Lessons in Late Onset or Regressive Autism: Cortical Dysplasia-Focal Epilepsy Syndrome (CDFES)

A few months ago I wrote a blog about Dravet syndrome (http://bit.ly/1IOKxum ). In this condition a genetic defect impairs the normal development of the brain thus giving rise to cortical malformations and seizures during infancy. Seizures are propitiated by both fever and flashing lights. Deterioration of learned abilities follows the onset of seizures. Dravet syndrome is highly penetrant for autism, meaning that a significant proportion of individuals exhibiting this mutation manifest the behavioral characteristics of autism spectrum disorders (ASD).

Focal malformations of the brain are the most common developmental defects causing refractory epilepsy. The genesis for brain malformations occurs during the first 2 trimester of gestation when an inciting agent disturbs the migration of neurons towards the cerebral cortex.

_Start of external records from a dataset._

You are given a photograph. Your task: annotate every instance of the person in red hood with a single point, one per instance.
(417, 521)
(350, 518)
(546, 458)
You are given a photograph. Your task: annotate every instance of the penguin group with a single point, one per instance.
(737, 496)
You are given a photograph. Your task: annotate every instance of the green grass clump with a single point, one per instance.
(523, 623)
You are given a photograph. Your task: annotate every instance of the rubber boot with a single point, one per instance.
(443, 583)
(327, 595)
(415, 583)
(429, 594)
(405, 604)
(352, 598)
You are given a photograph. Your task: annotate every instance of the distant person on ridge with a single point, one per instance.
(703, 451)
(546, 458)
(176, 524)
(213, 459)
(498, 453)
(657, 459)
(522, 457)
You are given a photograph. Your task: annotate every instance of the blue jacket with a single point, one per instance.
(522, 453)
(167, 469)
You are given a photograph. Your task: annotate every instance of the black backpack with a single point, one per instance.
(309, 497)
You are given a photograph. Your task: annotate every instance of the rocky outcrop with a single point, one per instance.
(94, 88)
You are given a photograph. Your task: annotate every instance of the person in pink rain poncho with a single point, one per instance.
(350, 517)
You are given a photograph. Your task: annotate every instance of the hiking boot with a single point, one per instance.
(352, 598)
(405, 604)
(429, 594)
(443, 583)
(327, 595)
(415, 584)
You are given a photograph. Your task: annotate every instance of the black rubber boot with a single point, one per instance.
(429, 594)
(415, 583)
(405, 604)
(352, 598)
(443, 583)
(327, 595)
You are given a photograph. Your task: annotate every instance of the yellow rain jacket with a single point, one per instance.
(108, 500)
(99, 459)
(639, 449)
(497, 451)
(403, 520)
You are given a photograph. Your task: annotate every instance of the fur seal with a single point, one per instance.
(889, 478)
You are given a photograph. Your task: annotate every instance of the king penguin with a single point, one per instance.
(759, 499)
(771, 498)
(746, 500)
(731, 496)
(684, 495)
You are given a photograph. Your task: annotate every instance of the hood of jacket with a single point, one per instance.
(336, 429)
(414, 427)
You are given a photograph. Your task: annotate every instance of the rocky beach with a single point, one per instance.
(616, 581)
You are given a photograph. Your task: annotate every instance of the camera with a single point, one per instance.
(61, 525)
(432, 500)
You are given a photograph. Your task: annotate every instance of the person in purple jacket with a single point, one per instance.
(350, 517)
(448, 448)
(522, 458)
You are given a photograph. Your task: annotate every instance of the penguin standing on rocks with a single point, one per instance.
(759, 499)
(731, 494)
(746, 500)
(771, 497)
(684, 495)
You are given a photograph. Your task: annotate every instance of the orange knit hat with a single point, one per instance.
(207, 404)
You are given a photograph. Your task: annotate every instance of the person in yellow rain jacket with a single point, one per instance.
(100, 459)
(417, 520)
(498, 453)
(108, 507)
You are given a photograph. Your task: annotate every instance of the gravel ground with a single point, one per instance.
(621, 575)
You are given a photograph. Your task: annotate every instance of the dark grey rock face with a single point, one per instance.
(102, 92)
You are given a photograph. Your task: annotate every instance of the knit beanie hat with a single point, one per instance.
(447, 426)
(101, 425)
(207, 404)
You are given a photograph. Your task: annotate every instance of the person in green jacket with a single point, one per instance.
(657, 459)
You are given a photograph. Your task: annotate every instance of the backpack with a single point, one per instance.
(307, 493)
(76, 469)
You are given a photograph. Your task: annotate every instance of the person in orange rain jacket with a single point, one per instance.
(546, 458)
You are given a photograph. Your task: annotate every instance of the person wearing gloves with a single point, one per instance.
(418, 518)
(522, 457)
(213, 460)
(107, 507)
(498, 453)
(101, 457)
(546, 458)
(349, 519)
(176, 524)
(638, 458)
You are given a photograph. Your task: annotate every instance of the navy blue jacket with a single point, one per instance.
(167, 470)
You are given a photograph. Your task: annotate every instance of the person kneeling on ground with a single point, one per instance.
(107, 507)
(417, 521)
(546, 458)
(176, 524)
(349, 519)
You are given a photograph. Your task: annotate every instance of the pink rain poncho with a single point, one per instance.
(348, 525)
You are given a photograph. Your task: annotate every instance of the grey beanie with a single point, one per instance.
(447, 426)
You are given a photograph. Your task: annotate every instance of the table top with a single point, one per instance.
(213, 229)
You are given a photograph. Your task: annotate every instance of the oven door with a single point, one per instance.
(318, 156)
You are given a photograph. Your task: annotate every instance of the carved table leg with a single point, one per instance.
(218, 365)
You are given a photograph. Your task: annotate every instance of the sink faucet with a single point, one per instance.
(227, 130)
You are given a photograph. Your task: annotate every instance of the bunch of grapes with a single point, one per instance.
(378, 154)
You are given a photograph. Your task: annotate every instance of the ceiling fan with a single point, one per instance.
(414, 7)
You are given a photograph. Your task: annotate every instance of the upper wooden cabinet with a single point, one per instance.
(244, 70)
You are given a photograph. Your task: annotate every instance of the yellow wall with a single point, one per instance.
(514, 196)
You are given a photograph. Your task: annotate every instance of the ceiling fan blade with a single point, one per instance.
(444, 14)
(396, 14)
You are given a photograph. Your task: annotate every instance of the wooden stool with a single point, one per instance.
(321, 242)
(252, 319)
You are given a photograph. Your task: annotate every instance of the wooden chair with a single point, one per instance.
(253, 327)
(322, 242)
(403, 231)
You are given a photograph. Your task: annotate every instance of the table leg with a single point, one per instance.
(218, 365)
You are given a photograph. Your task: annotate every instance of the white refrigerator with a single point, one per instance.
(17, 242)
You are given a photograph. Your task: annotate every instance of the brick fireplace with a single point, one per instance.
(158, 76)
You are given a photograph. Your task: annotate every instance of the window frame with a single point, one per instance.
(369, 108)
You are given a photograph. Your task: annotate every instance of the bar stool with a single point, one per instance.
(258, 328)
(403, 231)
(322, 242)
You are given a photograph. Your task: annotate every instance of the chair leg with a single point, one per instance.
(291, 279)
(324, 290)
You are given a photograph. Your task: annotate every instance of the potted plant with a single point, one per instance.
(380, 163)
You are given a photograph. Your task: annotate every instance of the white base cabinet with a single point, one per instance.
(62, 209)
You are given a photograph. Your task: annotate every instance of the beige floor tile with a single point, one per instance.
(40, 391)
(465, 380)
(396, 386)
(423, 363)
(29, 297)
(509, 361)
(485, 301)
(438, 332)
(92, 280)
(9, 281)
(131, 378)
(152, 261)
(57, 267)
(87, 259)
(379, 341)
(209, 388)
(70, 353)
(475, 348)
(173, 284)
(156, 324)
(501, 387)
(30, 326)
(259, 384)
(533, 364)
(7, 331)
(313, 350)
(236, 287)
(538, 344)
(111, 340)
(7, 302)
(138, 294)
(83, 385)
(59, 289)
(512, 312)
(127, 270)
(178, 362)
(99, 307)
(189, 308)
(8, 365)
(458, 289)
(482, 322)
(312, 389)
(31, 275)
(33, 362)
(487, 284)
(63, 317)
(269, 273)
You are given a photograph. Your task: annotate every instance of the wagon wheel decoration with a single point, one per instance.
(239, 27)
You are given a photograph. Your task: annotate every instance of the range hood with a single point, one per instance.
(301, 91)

The malformed tissue bears abnormal circuits which makes the same epileptogenic and difficult to treat. Surgical resection is suggested in cases of focal lesions but this option may not be adequate when multiple lesions are present. In autistic patients the presence of focal cortical dysplasias were described in 2013 (Casanova et al., 2103). These malformations help explain the presence of seizures, cognitive difficulties and sensory abnormalities often seen in ASD individuals while underscoring its neurodevelopmental nature.

The syndrome of cortical dysplasia-focal epilepsy syndrome (CDFES) mirrors many of the salient characteristics observed in Dravet as well as other syndromes whose neuropathology involve brain malformations. As in Dravet, the mutation is highly penetrant for autism and regression is observed sometime during infancy after seizure onset . The condition, caused by a mutation in the CNTNAP2 gene on chromosome 7q35-q36, was first described in 9 Amish children. In these patients mild motor delays were evident but growth trajectories, verbal comprehension, and language development were normal. Sometime between 2 and 7 years of age intractable seizures became evident. These seizures, severe and intractable, were closely associated with a regression in learning and social behaviors. Children became hyperactive and exhibited impulsive aggression. Neuroimaging studies reveal the presence of brain malformations. Surgical resection of these malformations do not prevent seizure recurrence and the overall outcome is extremely poor, i.e., patients fully dependent on others for their daily living requirements.

As in Dravet syndrome, neuropathological examination of brain tissue has shown abnormalities in the migration of neurons to the cerebral cortex. Comorbidities are common in both Dravet syndrome and CDFES. In effect, CNTNAP2 mutations have been associated with Gilles de la Tourette syndrome, intellectual disability, obsessive compulsive disorder, schizophrenia and attention deficit hyperactivity disorder.

Other medical conditions bear similarities in that febrile seizures propitiate a regression into autistic behaviors (see my previous blog on fever and autism: http://bit.ly/1HvchPj ). As an example, a mutation in the NRXN1 gene on chromosome 2p16 gives rise to the Pitt-Hopkins syndrome. Patients with this mutation exhibit severe mental retardation, gross motor abnormalities (e.g., difficulties in walking), and seizures. The seizures lead to both a regression of acquired skills and the behavioral manifestation of autistic traits. Similarly, loss of function mutations in the CACNA1A gene causes an epileptic encephalopathy that is followed by cognitive impairment, mild cerebellar symptoms and autism. Other reported examples showing an association between fever, seizures and autism are known but still in need of genetic characterization (Dixon-Salazar et al., 2004).

The association between continuous epileptiform discharges and mental stagnation followed by regression is well known (van Rijckevorsel, 2006). Measures of seizure severity (e.g. seizure type, age of seizure onset, seizure duration) seem to be predictive of mental deterioration. At least in the laboratory, research with animal models hold promise for new therapeutic interventions. Seizures cause the breakdown of the skeletal proteins that help support some of the outgrowths from neurons. An experimental drug, FK506 or tacrolimus (commonly used as an immunosuppressant), given prior to inducing seizures, was capable of preventing that breakdown.


Casanova MF, El-Baz AS, Kamat SS, et al., Focal cortical dysplasias in autism spectru disorders. Acta Neuropathological Commun 1:67, 2013. Doi:10.1186/2051-5960-1-67.

Dixon-Salazar TJ, Keeler LC, Trauner DA, Gleeson JG. Autism in several members of a family with generalized epilepsy with febrile seizure plus. J Child Neurol 19(8):597-603, 2004.

Van Rikckevorsel K. Cognitive problems related to epilepsy syndromes, especially malignant epilepsies. Seizure, 15(4):227-234, 2006.